Researchers create AI algorithm to improve ti
HAMILTON, ON (November 25, 2021) – Each year, sepsis affects more than 30 million people worldwide, causing approximately six million deaths. Sepsis is the body’s extreme response to infection and is often life threatening.
Since each hour of delayed treatment can increase the risk of death by four to eight percent, accurate and timely predictions of sepsis are crucial in reducing morbidity and mortality. To this end, various healthcare organizations have deployed predictive analytics to help identify patients with sepsis using data from electronic medical records (EMRs).
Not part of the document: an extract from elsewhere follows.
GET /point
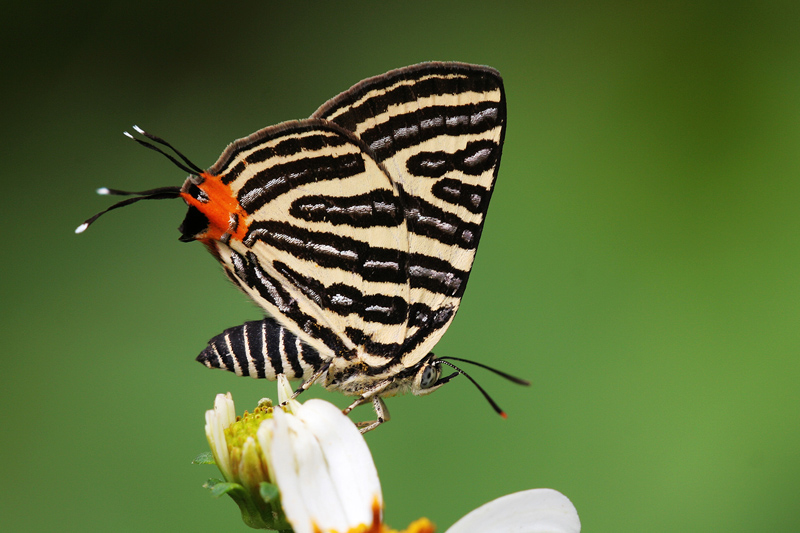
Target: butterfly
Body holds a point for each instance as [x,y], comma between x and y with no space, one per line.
[355,230]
An international research team, including data scientists, physicians and engineers from McMaster University and St. Joseph’s Healthcare Hamilton, has created an artificial intelligence (AI) predictive algorithm that dramatically improves speed and accuracy data-based sepsis predictions.
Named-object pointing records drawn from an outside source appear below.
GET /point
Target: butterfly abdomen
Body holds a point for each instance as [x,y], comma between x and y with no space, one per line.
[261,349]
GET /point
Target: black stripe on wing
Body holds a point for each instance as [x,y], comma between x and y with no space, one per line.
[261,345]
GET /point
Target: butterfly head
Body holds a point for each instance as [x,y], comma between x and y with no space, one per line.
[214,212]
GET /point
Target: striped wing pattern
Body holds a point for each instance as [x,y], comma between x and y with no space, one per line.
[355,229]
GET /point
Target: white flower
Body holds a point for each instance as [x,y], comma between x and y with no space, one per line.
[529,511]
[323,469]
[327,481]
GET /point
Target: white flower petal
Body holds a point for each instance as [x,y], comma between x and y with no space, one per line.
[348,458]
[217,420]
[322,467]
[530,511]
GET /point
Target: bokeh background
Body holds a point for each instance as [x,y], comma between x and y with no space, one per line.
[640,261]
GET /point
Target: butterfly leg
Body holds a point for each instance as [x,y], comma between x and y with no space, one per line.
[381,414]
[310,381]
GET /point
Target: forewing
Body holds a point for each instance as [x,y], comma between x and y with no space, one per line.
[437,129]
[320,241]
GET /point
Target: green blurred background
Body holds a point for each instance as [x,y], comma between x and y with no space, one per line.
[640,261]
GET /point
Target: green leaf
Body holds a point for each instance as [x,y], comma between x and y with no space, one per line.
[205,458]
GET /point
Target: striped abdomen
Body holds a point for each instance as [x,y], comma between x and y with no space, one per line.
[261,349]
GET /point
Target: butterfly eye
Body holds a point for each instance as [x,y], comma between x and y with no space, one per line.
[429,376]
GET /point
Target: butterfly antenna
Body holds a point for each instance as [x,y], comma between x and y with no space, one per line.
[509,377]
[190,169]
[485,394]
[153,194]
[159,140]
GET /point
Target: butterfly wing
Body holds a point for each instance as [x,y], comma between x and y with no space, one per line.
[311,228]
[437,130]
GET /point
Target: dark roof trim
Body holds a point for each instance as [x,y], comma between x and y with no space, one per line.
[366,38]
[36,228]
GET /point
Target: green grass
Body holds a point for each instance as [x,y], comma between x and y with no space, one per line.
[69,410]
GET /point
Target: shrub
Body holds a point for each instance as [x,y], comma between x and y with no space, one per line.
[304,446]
âSepsis can be predicted very accurately and very early using AI with clinical data, but the key questions for the clinician and data scientists are how much historical data these algorithms need to make accurate predictions and how far they can accurately predict sepsis, âsaid Manaf Zargoush, study co-author and assistant professor of health policy and management at McMaster’s DeGroote School of Business.
To predict sepsis in clinical care settings, some systems use EMR data with disease scoring tools to determine sepsis risk scores – essentially acting as digital, automated assessment tools. More advanced systems use predictive analytics, such as AI algorithms, to go beyond risk assessment and identify sepsis itself.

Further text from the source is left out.